Which skills does New Zealand need?

The regular review of essential skills, which aims to ensure that the skills shortages here are met by appropriate migrants, is currently underway.

Which skills does New Zealand need?

If you have a strong opinion on which skills New Zealand needs in the current economic climate, now is your chance to make a submission to Immigration New Zealand.

The regular review of essential skills, which aims to ensure that the skills shortages here are met by appropriately skilled migrants, is currently underway. Immigration New Zealand is now in the process of reviewing the long-term and immediate skill shortage lists.

“The lists help to ensure that New Zealand’s skills needs are met by facilitating the entry of appropriately skilled migrants to fill shortages. However, this objective must be balanced by the need to ensure that there are no suitably qualified New Zealand citizens or resident workers available to undertake the work,” the Ministry’s website states.
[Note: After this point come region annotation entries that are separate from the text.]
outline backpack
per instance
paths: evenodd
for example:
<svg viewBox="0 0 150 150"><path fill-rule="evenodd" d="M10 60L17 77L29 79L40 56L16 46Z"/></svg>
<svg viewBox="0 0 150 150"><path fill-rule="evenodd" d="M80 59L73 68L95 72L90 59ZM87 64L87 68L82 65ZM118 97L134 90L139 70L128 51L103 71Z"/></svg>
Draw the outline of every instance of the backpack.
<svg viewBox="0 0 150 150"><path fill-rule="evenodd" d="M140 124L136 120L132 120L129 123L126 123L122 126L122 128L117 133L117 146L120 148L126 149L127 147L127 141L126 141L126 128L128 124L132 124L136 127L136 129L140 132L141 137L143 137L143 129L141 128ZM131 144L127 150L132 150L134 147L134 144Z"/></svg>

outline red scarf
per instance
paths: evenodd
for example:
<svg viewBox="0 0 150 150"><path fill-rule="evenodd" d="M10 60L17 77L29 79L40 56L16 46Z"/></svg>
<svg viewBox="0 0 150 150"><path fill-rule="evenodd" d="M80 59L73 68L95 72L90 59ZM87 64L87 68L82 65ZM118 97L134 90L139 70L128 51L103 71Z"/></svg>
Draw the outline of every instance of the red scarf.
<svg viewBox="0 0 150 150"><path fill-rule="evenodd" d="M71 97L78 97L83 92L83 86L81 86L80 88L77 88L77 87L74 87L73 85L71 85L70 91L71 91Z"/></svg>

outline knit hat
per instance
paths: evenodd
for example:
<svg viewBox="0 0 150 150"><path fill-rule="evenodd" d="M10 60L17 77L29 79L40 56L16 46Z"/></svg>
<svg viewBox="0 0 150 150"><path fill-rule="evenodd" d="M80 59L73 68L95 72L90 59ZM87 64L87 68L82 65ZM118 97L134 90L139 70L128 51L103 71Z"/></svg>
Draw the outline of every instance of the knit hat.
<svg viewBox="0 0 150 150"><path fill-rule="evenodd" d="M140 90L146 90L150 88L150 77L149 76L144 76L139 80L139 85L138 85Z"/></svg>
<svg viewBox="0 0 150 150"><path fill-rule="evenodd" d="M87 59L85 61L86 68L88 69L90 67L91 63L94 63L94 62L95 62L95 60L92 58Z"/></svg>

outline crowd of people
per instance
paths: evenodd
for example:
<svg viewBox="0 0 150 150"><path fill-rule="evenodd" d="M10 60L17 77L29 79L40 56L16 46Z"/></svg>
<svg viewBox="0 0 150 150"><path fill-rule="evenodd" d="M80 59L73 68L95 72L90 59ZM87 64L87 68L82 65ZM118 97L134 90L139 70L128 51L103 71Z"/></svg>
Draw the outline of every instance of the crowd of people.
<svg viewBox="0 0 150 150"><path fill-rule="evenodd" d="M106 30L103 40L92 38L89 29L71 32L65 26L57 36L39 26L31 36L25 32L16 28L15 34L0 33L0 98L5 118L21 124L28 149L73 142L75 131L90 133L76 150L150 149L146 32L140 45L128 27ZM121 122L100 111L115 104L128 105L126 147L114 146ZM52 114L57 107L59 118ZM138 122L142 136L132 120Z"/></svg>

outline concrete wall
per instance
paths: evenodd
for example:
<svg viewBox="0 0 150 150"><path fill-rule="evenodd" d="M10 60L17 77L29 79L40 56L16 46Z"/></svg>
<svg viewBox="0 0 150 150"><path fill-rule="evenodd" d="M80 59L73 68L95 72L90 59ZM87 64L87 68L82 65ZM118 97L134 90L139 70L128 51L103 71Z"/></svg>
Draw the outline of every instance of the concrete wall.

The Ministry has already selected the occupations to be reviewed and is now calling upon organisations to make submissions on these. The occupations to be reviewed this year include:

 

  • Aeroplane Pilot
  • Audiologist
  • Baker
  • Chef
  • Dietician
  • Dispensing Optician
  • Fitter and Turner
  • Hospital Pharmacist
  • Industrial Pharmacist
  • Retail Pharmacist
  • Internal Auditor
  • Medical Diagnostic Radiographer
  • Metal Fabricator
  • Midwife
  • Occupational Therapist
  • Osteopath
  • Physiotherapist
  • Registered Nurse
  • Special Education Teachers
  • Specialist Managers
  • Speech Language Therapist
  • Urban and Regional Planner

 

Immigration New Zealand is seeking submissions on the nature and extent of skills shortages in these occupations from industry stakeholders. The information that they provide is vital, especially where statistical data is out of date or unavailable because the occupational group is too small to generate sufficient data for national surveys. “Interested stakeholders are therefore strongly encouraged to collect robust evidence to support their submissions.”

Once this process is complete, there will be a wider sector consultation on occupations. During this process, the Ministry follows up with those who made submissions, consults with Government agencies and industry, and collates any other data that may be required to make decisions on the lists.